Auf dem Weg höre ich schmatzende Geräusche aus einer Nische. Sirius steht mit dem Rücken zu mir an der Wand, in seinem Armen ein kleines, dummes Blondchen. Na super. Das ist ja wohl der Beweis, dass er nicht auch nur das geringste für mich empfindet. Auf gewisse Weise bin ich enttäuscht. Es war ein schönes Gefühl begehrt zu werden, sogar von demjenigen, von dem man es am wenigsten erwartet hätte.

Im Gemeinschaftsraum lasse ich mich in einen Sessel fallen. Wegen dem schlechten Wetter draußen ist er ziemlich voll und laut. Woher kommt mein plötzliche Stimmungsumschwung? Vor einer Stunde war ich mir so sicher, dass ich Daniel liebe und auf einmal stelle ich alles in Frage.
„Na, du super-Denkerin", begrüßt mich Marlene und setzt sich selig lächelnd neben mich,„ worüber denkst du so angestrengt nach?"
„Nichts wichtiges ", wimmele ich sie schnell ab,„ und warum siehst du aus, als wärst du auf Wolke sieben?" Geheimnisvoll lehnt sich Marlene vor und sieht kurz sich nach möglichen Lauschern um.

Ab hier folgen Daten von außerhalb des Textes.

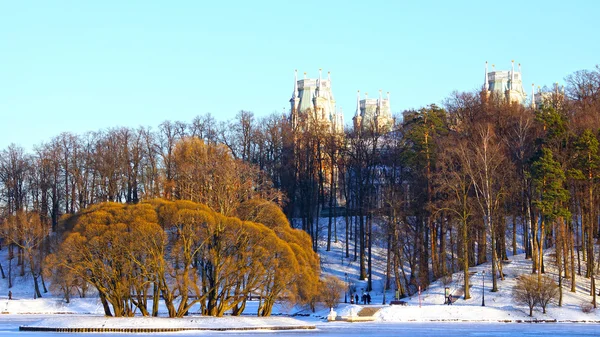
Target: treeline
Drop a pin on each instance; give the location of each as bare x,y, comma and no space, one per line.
446,188
184,254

„Ich hab mich heute mit Gideon in Hogsmade getroffen. Allein", fügt sie noch viel sagend hinzu,„er ist extra hier her appariert."
„Und?" Gespannt lehne ich mich ebenfalls vor. Marlene macht eine dramatische Pause.
„Er hat mich geküsst!", flüstert sie schließlich und ich springe auf und umarme sie fest.
„Wow! Seid ihr jetzt zusammen?" Marlenes Lachen fällt in sich zusammen.
„Ich weiß nicht. Wir haben nichts dergleichen besprochen. Aber selbst wenn..." Sie seufzt und setzt sich wieder hin.
„Wir könnten uns nur an den Hogsmade Wochenenden sehen. Und er hat ja auch noch Aufträge für den Orden zu erledigen, dann kann ed auch nicht jedesmal kommen."
„Hey, das wird schon. Ihr könnt euch doch auch in den Ferien sehen." Ein schwacher Trost, doch immerhin muntert er sie ein kleines bisschen auf.
„Du hast recht." Plötzlich klopft eine Eule an das Fenster des Gemeinschaftsraums. Aufgeregt springt Marlene auf.
„Das ist Gideons!" Konzentriert liest sie den Brief und ein breites Grinsen legt sich auf ihre Gesicht.
„Er schreibt, dass wir das heute öfter machen sollten und fragt, ob er mich seine Freundin nennen darf." Wie ein kleines Mädchen quietscht sie auf und hüpft auf der Stelle.
„Er ist so süß!" ich springe auf und hole eine Flasche Sekt aus unserem Schlafsaal.
„Das müssen wir feiern", rufe ich und beschwöre zwei Sektgläser herauf. Gerade als wir angestoßen haben, spüre ich wie sich jemand auf meine Armlehne setzt.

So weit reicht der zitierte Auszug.